PARIS: Airbus, reeling from the potential loss of a major customer for its best-selling A320neo as British Airways owner IAG placed a lifeline order for the grounded 737 MAX, prepared to hit back with more orders for its A321XLR on Wednesday.
The planemaker has been negotiating with US airlines investor Bill Franke whose Indigo Partners has also been known to place orders for multiple airlines within its portfolio and could reel it in for the Paris Air Show, industry sources said.
Airbus declined to comment.
After weathering intense scrutiny over safety and its public image, Boeing won a vote of confidence on Tuesday as IAG signed a letter of intent to buy 200 of its 737 MAX jets that have been grounded since March after two deadly crashes.

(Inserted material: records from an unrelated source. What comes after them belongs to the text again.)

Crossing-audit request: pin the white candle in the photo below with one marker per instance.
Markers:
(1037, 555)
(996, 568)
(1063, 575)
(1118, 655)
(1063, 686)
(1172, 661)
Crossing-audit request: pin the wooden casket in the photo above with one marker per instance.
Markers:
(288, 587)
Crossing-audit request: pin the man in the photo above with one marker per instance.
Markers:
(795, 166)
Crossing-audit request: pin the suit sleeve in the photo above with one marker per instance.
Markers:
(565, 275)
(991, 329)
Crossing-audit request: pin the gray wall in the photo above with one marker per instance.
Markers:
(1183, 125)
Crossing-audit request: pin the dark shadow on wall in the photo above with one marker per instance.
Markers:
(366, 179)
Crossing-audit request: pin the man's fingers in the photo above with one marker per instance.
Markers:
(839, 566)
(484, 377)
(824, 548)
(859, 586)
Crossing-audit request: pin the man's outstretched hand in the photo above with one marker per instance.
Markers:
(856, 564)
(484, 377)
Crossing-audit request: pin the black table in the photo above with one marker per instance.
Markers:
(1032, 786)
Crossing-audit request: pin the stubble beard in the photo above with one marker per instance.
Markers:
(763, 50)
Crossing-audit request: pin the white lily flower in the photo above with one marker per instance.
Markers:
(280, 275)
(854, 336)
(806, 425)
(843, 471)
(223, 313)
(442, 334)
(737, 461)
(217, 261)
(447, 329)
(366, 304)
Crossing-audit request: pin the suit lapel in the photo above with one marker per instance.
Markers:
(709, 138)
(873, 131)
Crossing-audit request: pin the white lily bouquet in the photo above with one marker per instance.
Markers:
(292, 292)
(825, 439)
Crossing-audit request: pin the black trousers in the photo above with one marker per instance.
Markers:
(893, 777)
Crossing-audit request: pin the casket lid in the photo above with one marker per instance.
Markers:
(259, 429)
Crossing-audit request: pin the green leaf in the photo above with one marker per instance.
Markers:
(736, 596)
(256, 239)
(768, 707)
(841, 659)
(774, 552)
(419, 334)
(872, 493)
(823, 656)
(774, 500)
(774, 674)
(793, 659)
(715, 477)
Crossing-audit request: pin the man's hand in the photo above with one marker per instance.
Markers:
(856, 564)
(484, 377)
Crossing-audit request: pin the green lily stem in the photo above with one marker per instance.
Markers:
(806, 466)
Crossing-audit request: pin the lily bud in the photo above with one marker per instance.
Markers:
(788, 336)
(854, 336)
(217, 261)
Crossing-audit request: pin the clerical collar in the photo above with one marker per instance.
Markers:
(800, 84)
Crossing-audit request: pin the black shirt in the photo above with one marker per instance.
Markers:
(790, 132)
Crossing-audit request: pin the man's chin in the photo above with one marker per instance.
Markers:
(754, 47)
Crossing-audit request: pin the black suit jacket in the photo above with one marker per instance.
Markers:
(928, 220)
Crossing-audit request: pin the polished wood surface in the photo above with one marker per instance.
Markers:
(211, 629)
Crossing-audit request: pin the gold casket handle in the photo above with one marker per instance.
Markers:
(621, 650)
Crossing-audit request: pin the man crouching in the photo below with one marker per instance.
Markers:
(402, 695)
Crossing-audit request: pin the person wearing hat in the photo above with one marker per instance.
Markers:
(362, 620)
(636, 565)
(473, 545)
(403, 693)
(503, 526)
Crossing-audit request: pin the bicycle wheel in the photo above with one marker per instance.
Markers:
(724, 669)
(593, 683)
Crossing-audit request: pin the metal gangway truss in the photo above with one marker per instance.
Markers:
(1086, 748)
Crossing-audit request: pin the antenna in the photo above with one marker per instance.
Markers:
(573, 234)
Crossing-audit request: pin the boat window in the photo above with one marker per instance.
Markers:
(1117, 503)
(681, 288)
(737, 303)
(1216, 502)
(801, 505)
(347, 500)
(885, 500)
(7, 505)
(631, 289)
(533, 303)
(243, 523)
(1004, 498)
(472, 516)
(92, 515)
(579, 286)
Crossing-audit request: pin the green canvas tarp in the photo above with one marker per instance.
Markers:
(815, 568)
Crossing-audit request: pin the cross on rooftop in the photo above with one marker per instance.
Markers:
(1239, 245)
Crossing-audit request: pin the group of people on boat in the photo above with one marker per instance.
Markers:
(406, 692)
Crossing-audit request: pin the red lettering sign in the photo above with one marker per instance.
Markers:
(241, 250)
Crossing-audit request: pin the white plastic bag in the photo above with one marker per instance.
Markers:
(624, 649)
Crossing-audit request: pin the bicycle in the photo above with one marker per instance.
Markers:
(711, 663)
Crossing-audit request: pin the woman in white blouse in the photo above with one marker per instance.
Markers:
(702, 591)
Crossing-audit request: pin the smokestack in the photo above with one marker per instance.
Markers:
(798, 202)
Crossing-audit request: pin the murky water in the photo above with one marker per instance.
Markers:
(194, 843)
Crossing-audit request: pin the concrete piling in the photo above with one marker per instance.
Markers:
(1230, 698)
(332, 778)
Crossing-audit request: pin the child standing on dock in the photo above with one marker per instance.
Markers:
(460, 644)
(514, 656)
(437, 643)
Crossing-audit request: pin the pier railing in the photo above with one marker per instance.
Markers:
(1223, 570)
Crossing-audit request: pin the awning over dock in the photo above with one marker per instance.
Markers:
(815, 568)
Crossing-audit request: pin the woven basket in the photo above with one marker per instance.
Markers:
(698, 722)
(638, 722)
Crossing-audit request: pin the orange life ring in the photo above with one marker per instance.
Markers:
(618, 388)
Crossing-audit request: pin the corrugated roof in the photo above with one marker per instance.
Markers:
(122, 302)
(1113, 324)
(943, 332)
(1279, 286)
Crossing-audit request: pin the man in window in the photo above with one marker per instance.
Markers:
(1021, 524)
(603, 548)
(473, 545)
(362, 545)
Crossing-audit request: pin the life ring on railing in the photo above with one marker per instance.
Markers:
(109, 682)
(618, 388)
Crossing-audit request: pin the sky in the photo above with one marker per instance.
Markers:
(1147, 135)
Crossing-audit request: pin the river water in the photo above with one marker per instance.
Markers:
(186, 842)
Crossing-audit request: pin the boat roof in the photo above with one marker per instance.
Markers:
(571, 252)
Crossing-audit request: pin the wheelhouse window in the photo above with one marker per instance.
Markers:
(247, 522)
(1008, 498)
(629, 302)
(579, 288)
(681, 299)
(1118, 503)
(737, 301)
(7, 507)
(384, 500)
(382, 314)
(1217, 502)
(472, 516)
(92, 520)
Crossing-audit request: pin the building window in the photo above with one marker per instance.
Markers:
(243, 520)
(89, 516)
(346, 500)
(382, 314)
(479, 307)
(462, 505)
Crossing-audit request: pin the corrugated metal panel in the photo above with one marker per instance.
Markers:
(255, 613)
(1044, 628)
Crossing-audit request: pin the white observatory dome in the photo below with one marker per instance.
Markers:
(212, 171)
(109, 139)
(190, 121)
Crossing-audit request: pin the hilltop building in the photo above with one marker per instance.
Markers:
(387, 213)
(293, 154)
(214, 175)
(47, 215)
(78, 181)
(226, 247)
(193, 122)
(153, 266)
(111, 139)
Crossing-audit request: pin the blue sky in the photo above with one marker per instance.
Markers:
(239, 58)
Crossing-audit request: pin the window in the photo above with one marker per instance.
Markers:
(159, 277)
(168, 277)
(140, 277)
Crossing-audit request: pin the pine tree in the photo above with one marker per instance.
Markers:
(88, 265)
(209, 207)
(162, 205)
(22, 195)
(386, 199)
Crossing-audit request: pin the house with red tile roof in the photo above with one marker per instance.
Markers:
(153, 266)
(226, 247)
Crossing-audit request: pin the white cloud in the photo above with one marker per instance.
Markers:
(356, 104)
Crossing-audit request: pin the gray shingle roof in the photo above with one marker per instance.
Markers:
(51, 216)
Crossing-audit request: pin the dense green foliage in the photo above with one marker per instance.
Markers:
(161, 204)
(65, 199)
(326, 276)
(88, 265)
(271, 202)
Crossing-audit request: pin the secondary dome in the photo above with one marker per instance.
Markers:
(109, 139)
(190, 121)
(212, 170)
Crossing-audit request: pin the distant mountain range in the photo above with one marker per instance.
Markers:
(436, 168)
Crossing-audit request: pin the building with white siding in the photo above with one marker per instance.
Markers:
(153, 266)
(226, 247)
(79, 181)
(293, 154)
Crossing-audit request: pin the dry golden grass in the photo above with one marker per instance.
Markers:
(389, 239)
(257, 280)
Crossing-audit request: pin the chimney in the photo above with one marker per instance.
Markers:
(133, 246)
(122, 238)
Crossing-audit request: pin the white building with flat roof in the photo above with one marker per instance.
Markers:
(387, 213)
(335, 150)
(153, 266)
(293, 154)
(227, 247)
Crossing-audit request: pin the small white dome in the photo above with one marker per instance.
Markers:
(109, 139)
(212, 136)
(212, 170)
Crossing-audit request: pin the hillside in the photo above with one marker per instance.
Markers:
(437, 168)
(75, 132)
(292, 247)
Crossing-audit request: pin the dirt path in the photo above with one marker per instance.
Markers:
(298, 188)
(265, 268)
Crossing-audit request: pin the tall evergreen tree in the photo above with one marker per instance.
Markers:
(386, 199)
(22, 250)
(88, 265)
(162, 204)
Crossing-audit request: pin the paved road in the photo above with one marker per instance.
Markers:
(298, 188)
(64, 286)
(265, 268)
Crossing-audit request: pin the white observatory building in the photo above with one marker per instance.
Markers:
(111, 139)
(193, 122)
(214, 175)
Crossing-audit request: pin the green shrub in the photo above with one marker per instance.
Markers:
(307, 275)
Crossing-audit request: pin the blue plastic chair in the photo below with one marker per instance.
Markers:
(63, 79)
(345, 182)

The surprise order lifted the energy of a previously subdued Paris Airshow, where the talk had been of the possible end of the aerospace cycle, given the issues at both Boeing and Airbus as well as geopolitical and trade tensions around the world.
Australia’s Qantas Airways said on Tuesday it would order 10 Airbus new A321XLR jets and convert a further 26 from existing orders already on the Airbus books.
Airbus is also in talks with leasing company GECAS and has been trying to secure an eye-catching order for the A321XLR from American Airlines, though the world’s largest carrier does not typically make announcements at air shows.
Airbus is looking for up to 200 orders for the A321XLR, which is designed to open up new routes.